By: 20 February 2015
No need for patient safety investigation body

No need for patient safety investigation body

There is no need for a clinical accident investigation body to be established to investigate NHS complaints but there should be better coordination of existing systems to ensure lessons are learned from incidents, the Medical Defence Union, (MDU) has said.

The MDU made the comments in written evidence to the Public Administration Select Committee’s (PASC) inquiry into NHS complaints and clinical failure in England. The PASC is seeking views on the effectiveness of current procedures, as well as whether a new clinical accident investigation branch of the Department of Health should be established. The review is also seeking views on the current capacity of the Parliamentary and Health Service Ombudsman (PHSO) to manage and investigate clinical complaints and her ability to analyse and assess medical evidence.

Dr Michael Devlin, MDU Head of Professional Standards and Liaison, is due to appear before the PASC to give evidence on February 3rd. He said:

“We are concerned about the suggestion that yet another body should be introduced to look at patient safety. There are already numerous organisations with significant expertise who can investigate a patient safety incident and we think there is no need for an additional body. Rather than creating new and additional layers of regulation, reporting and oversight, NHS staff should receive more support and encouragement to learn from incidents and complaints within an open organisation culture. If individual staff know that what they say will be addressed in a fair and impartial way, there will be more of an incentive to share concerns.

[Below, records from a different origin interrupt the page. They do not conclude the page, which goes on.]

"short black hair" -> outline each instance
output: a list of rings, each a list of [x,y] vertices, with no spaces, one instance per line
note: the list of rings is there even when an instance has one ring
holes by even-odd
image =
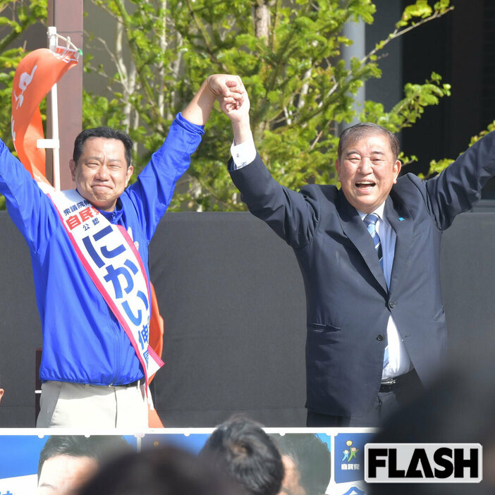
[[[133,452],[104,466],[78,495],[242,495],[201,459],[166,446]]]
[[[312,433],[290,433],[276,438],[280,453],[290,458],[298,468],[299,482],[306,495],[324,494],[331,474],[326,444]]]
[[[360,122],[355,126],[347,128],[342,131],[338,140],[338,159],[342,159],[342,152],[348,142],[354,142],[362,138],[372,135],[374,134],[381,134],[389,139],[390,149],[393,154],[393,159],[396,160],[400,152],[399,142],[397,136],[384,127],[374,124],[371,122]]]
[[[230,419],[210,435],[200,455],[228,473],[249,495],[275,495],[283,479],[283,463],[273,440],[259,424]]]
[[[89,457],[99,464],[111,455],[130,449],[130,446],[121,436],[116,435],[51,435],[39,453],[38,481],[43,465],[52,457],[70,456]]]
[[[105,139],[116,139],[122,141],[126,150],[126,162],[127,166],[130,166],[133,152],[133,140],[130,136],[121,130],[112,129],[111,127],[95,127],[92,129],[85,129],[78,135],[74,141],[74,152],[72,154],[72,159],[78,164],[78,160],[82,154],[82,147],[86,140],[90,138],[104,138]]]

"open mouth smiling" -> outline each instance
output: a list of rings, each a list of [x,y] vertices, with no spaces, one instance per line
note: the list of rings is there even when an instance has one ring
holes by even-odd
[[[361,182],[355,183],[356,188],[361,191],[371,190],[375,185],[376,183],[371,181],[362,181]]]

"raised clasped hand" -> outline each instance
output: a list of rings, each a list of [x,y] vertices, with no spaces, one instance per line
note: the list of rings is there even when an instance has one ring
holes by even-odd
[[[207,84],[215,96],[225,102],[229,110],[238,109],[242,105],[245,89],[238,75],[213,74],[207,79]]]

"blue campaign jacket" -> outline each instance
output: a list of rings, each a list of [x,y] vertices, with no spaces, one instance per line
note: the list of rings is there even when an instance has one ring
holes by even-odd
[[[100,212],[130,228],[148,277],[148,245],[203,132],[179,114],[115,210]],[[121,385],[143,378],[129,338],[82,267],[51,200],[1,141],[0,193],[31,253],[43,331],[41,379]]]

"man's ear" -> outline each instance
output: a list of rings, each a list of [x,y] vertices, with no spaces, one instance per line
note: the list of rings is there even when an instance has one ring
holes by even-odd
[[[74,160],[71,160],[69,161],[69,169],[71,169],[71,175],[72,176],[72,180],[75,182],[75,161]]]
[[[126,187],[127,187],[127,185],[129,183],[129,181],[130,180],[130,178],[133,176],[133,171],[134,171],[134,167],[132,165],[130,165],[127,168],[127,174],[126,175]]]
[[[401,172],[401,169],[402,168],[402,163],[401,160],[397,160],[395,164],[393,164],[393,183],[397,183],[397,178]]]

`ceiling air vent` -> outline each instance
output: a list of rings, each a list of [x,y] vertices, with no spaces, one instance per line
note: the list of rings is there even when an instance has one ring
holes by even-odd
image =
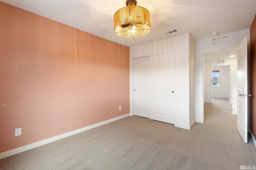
[[[174,29],[173,30],[172,30],[172,31],[167,31],[165,33],[164,33],[164,35],[168,35],[168,34],[170,34],[172,33],[175,33],[176,32],[178,32],[179,30],[178,30],[177,29]]]
[[[216,61],[216,64],[224,64],[225,63],[225,60],[223,59],[222,60],[217,60]]]

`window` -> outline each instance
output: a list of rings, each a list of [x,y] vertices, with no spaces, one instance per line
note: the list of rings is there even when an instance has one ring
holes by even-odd
[[[213,70],[212,73],[212,86],[219,86],[220,80],[220,71],[218,70]]]

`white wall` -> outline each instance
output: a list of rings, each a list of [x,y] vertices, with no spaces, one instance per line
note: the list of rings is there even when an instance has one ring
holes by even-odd
[[[196,41],[190,34],[189,37],[189,83],[190,83],[190,127],[196,122],[195,115],[195,58],[196,55]]]
[[[190,129],[190,43],[189,33],[130,47],[130,100],[133,101],[132,59],[136,58],[175,52],[175,126]],[[192,57],[192,56],[191,56]],[[192,81],[190,82],[192,83]],[[132,104],[130,110],[133,115]],[[194,104],[193,104],[194,105]],[[193,110],[193,116],[194,114]]]
[[[229,44],[217,47],[210,46],[210,39],[211,37],[197,39],[196,41],[195,108],[196,121],[197,122],[204,123],[203,53],[236,47],[246,37],[248,38],[248,44],[250,44],[250,29],[230,33],[229,35]]]

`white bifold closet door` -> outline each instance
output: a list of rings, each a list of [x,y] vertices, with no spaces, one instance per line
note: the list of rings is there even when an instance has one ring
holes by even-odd
[[[175,53],[133,60],[134,114],[174,124]]]

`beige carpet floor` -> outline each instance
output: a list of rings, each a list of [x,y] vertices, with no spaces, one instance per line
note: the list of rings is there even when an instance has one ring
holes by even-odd
[[[205,104],[190,130],[134,116],[0,160],[1,170],[239,170],[256,165],[230,106]]]

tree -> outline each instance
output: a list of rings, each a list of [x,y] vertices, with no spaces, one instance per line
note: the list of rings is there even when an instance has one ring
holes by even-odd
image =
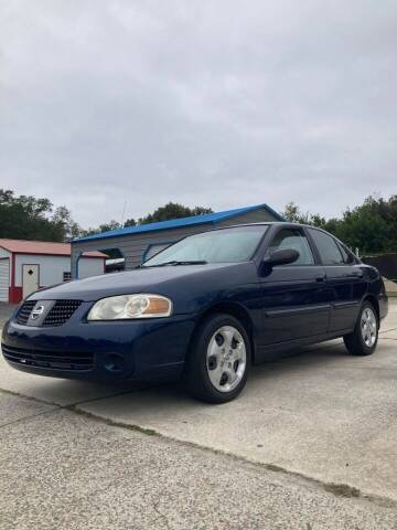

“Organisations that can investigate an incident include the Care Quality Commission, the Medicines and Healthcare products Regulatory Agency, the Health and Safety Executive, the General Medical Council and the police NHS hospitals and GPs also routinely investigate patient safety incidents under local procedures, to establish what
happened and what can be learnt.

“Doctors also have a professional duty to be open and honest when something goes wrong and there is a statutory duty of candour on NHS hospitals, which will apply to general practices and private providers in England from 1 April 2015.

“We think there is a need for greater coordination between all the different bodies potentially involved in investigating a single clinical incident to ensure lessons are learned and the necessary changes are made if problems are identified. It’s really crucial that learning from incidents is shared within the wider NHS organisation, not just the individuals involved in the case, so that patient safety is improved.

“Patients also need to be provided with clear information about how to make a complaint, which organisation to go to and what will happen as a result.

“We have concerns about the capacity of the PHSO to take on yet more work in investigating complaints about clinical incidents. The PHSO is now investigating far more complaints than in the past. Unfortunately, this has led to delays in complaints handling and a deterioration in the quality of investigations, some of which were highlighted by the Patients Association in November 2014.”